10. Neurodegenerative Disease and MSNs Therapy

It has been well established that the accumulation of reactive oxygen and nitrogen species (RONS) are responsible for neuronal injury and inflammation, leading to various neurodegenerative disorders. A large number of studies evidenced that an antioxidant-based therapy can be effective to ameliorate the deleterious effects of RONS [92]. In this context, the antioxidant compound Resveratrol (RSV) is currently under investigation for its antioxidant properties, as it is able to remove the excess of RONS generated in the brain. However, since very low amount of RSV reach the CNS after systemic administration, Shen Y. et al. have recently proposed a new delivery system consisting of MSNs coated with polylactic acid (PLA) and conjugated with a ligand peptide recognizing the low-density lipoprotein receptor (LDLR). As conceived, the system strongly enhances RSV transcytosis across the BBB. The PLA coating prevented the RSV premature release, which occurred only in presence of high ROS levels that are able to accelerate PLA degradation. The RSV delivery across BBB was evaluated using a co-culture of rat brain microvascular endothelial cells (RBECs) and microglia cells, which mimic an in vitro BBB model. The conjugation of LDLR ligand peptide markedly enhanced the migration of MSNPs across the RBECs monolayer and RSV could be released and effectively reduce the phorbol-myristate-acetate or lipopolysaccharide mediated activation of the microglia cells [73].

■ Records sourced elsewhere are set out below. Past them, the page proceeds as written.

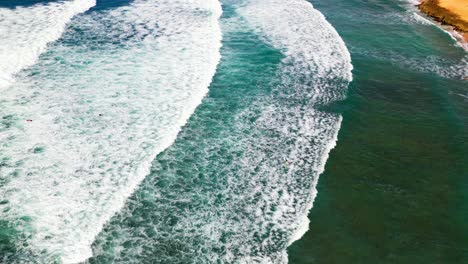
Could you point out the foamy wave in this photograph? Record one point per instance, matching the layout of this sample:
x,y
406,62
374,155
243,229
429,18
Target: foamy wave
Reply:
x,y
81,127
316,60
239,182
26,31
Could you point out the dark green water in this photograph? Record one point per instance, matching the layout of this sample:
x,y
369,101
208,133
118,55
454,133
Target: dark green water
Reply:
x,y
395,188
237,182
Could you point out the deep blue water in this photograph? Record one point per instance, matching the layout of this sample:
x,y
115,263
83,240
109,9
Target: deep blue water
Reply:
x,y
238,182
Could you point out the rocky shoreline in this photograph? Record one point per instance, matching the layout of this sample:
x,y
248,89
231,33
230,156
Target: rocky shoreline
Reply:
x,y
452,13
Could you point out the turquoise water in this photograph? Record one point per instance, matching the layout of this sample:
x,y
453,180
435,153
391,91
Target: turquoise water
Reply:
x,y
395,187
239,180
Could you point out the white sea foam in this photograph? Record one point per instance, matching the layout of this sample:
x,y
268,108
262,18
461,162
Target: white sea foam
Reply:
x,y
238,184
26,31
316,60
101,104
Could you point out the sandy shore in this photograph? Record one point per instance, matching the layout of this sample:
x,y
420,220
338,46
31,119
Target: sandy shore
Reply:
x,y
449,12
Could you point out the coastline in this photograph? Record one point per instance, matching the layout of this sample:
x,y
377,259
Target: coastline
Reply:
x,y
451,14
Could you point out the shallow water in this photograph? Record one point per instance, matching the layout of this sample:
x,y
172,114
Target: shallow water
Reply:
x,y
112,89
395,187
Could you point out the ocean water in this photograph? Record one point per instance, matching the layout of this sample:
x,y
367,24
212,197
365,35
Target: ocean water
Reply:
x,y
180,131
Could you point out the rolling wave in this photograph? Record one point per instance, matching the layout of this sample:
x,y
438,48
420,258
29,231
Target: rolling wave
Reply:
x,y
26,31
80,128
237,185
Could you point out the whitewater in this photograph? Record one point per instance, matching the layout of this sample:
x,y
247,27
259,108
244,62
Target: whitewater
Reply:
x,y
80,128
95,95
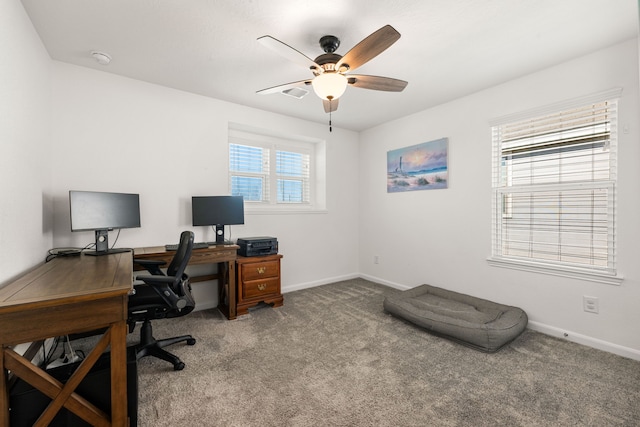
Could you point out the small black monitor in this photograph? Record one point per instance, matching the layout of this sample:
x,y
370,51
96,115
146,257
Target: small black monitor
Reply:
x,y
100,212
217,211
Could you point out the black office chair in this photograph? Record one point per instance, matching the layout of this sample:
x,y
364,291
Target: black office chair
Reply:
x,y
162,296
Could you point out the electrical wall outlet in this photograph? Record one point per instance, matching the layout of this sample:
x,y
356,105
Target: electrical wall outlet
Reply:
x,y
590,304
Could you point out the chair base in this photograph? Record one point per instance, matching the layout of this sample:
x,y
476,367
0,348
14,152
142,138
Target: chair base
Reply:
x,y
149,346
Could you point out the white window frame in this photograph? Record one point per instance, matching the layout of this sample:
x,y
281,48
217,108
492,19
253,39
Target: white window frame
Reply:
x,y
504,189
313,151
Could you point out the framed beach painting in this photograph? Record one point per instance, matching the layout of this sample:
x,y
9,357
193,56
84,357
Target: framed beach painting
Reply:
x,y
418,167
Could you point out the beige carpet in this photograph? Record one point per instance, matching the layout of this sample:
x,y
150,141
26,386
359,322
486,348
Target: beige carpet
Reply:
x,y
332,357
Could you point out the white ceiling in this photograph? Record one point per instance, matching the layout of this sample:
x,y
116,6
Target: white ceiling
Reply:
x,y
448,48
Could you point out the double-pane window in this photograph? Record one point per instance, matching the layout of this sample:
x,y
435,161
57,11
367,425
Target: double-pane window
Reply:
x,y
554,188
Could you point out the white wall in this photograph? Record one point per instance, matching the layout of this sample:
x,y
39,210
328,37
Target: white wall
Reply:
x,y
443,237
117,134
25,105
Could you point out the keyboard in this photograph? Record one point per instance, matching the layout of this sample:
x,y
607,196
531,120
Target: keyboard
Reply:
x,y
198,245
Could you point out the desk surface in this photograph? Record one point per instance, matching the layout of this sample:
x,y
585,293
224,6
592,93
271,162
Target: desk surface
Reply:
x,y
223,255
68,295
77,278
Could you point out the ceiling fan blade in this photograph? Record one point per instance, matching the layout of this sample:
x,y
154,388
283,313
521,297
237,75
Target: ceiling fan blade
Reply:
x,y
369,48
376,83
287,51
330,106
280,88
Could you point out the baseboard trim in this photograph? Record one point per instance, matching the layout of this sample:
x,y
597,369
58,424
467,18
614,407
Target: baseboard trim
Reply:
x,y
585,340
313,284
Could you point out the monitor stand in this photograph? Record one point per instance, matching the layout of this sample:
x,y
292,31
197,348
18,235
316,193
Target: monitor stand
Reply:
x,y
102,245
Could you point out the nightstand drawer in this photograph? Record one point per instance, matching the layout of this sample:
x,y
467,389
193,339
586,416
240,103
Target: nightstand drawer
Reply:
x,y
258,288
260,270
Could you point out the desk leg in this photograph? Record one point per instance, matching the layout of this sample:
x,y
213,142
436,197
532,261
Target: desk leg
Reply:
x,y
119,374
4,392
232,289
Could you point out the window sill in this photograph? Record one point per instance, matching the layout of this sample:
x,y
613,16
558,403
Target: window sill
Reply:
x,y
557,271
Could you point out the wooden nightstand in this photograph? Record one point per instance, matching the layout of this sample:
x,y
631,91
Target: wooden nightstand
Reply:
x,y
258,281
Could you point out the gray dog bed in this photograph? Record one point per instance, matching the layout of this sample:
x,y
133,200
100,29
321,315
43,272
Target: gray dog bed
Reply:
x,y
478,323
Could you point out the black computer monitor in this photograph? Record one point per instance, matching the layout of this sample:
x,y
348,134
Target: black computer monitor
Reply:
x,y
100,212
217,211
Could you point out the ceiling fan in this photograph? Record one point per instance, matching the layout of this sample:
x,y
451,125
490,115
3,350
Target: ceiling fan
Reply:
x,y
330,70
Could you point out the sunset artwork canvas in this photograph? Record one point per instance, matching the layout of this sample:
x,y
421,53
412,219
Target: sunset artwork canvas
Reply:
x,y
418,167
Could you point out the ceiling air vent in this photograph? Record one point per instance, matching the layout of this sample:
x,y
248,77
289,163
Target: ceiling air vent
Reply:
x,y
296,92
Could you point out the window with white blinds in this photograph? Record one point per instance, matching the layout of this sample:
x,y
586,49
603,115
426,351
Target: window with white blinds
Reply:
x,y
554,189
267,172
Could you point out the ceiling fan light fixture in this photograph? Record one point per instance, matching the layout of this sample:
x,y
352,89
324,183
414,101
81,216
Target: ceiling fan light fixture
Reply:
x,y
329,85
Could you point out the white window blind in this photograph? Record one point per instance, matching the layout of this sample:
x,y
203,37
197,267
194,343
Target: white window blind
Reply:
x,y
270,172
249,172
554,189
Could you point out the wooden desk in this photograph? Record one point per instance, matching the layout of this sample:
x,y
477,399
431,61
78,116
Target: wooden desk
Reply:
x,y
223,255
66,296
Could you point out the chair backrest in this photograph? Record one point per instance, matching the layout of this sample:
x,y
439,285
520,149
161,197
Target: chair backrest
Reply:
x,y
183,254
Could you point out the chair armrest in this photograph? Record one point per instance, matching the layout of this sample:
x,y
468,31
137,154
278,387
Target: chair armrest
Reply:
x,y
151,265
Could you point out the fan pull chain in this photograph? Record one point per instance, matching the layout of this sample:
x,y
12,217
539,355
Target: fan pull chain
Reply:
x,y
330,98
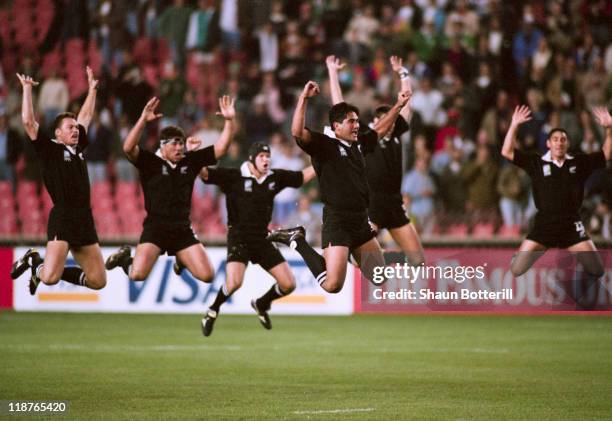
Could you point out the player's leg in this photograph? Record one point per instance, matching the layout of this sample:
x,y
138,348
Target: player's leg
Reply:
x,y
407,238
589,257
91,271
369,255
195,259
527,254
233,281
285,284
295,238
336,260
585,283
145,257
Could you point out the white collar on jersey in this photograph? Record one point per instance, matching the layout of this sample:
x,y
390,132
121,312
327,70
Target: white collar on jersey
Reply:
x,y
172,164
548,158
70,148
327,131
246,172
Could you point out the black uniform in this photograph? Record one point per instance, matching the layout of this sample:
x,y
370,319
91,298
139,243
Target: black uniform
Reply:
x,y
65,175
340,168
167,193
558,194
384,171
249,211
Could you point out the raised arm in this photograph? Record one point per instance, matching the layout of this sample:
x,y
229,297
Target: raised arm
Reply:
x,y
333,66
604,119
522,113
228,112
308,174
383,126
130,146
396,65
87,110
27,108
298,130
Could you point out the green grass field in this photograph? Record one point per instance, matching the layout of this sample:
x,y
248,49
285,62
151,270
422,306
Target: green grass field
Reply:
x,y
360,367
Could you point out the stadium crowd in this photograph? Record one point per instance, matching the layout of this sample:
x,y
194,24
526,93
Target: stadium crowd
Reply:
x,y
470,62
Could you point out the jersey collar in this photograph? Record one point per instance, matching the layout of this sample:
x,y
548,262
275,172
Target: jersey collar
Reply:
x,y
327,131
246,172
172,165
548,158
70,148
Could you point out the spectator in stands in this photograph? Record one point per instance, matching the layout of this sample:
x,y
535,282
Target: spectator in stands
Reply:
x,y
203,30
172,25
98,152
10,148
306,217
452,190
513,189
172,90
480,177
418,189
53,97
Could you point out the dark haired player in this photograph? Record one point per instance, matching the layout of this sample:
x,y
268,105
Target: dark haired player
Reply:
x,y
338,160
249,193
167,177
71,225
384,167
558,188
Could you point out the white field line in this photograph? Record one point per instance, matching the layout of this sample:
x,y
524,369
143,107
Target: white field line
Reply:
x,y
334,411
120,348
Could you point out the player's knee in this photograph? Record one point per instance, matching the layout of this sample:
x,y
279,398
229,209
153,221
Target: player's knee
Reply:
x,y
138,275
205,274
96,282
233,285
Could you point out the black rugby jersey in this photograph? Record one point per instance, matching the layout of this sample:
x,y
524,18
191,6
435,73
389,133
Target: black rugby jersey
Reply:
x,y
167,188
558,192
250,201
64,171
384,164
340,168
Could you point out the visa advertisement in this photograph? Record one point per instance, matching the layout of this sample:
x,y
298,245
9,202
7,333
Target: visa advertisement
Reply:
x,y
165,292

Several phytochemicals are known to protect neurons from injuries occurring during neurodegenerative diseases [93,94,95,96,97,98,99]. Currently, drug delivery into the brain after systemic administration is limited by the poor permeability of the BBB. Thus, a promising alternative administration route to bypass the BBB is represented by the nose-to-brain delivery. Lungare S. and co-workers proposed MSNs bearing the poorly water-soluble phytochemicals chrysin and curcumin (MSNP) as potential drug delivery systems that exploit olfactory targeting for the treatment of neurodegenerative diseases. The authors show that small MSNP particles (below 500 nm) could be endocytosed by olfactory cells and that the slightly acidic pH of the nasal cavity can trigger the pH-dependent release of the phytochemicals. Overall, this drug delivery system targeting the BBB would represent an interesting alternative to the systemic administration, since a lower drug cargo is needed to achieve similar therapeutic effects [62].

11. Conclusions

Nanotechnologies have gained attention in all areas of science and, among the nanomaterials, MSNs boast considerable potential due to their unique properties. This review is an update on the advantages and the potential applications of MSNs as TDD and as drug vehicles opportunely tailored to overcome the BBB. Although a series of very interesting preclinical studies have been conducted, demonstrating MSNs’ ability in crossing both skin and the BBB, none of the proposed formulations have yet been tested in clinical trials. The main obstacle to reaching the clinic lies in MSNs’ main features (e.g., surface functionalization, charge, size, and shape) and on the difficulties in the reproducibility of a small-scale synthesis during scale-up processes under Good Manufacturing Practices (GMP) conditions. Moreover, although MSNs showed remarkably high biocompatibility in several in vivo studies, safety issues still have to be properly addressed, conducting crucial evaluations of MSNs pharmacokinetics, clearance, half-life, pharmacodynamics, immunogenicity, and organ accumulation. Therefore, MSNs’ future challenge is to overcome all these limitations in order to eventually start offering forefront and cost-effective solutions that satisfy many different clinical and cosmetic needs.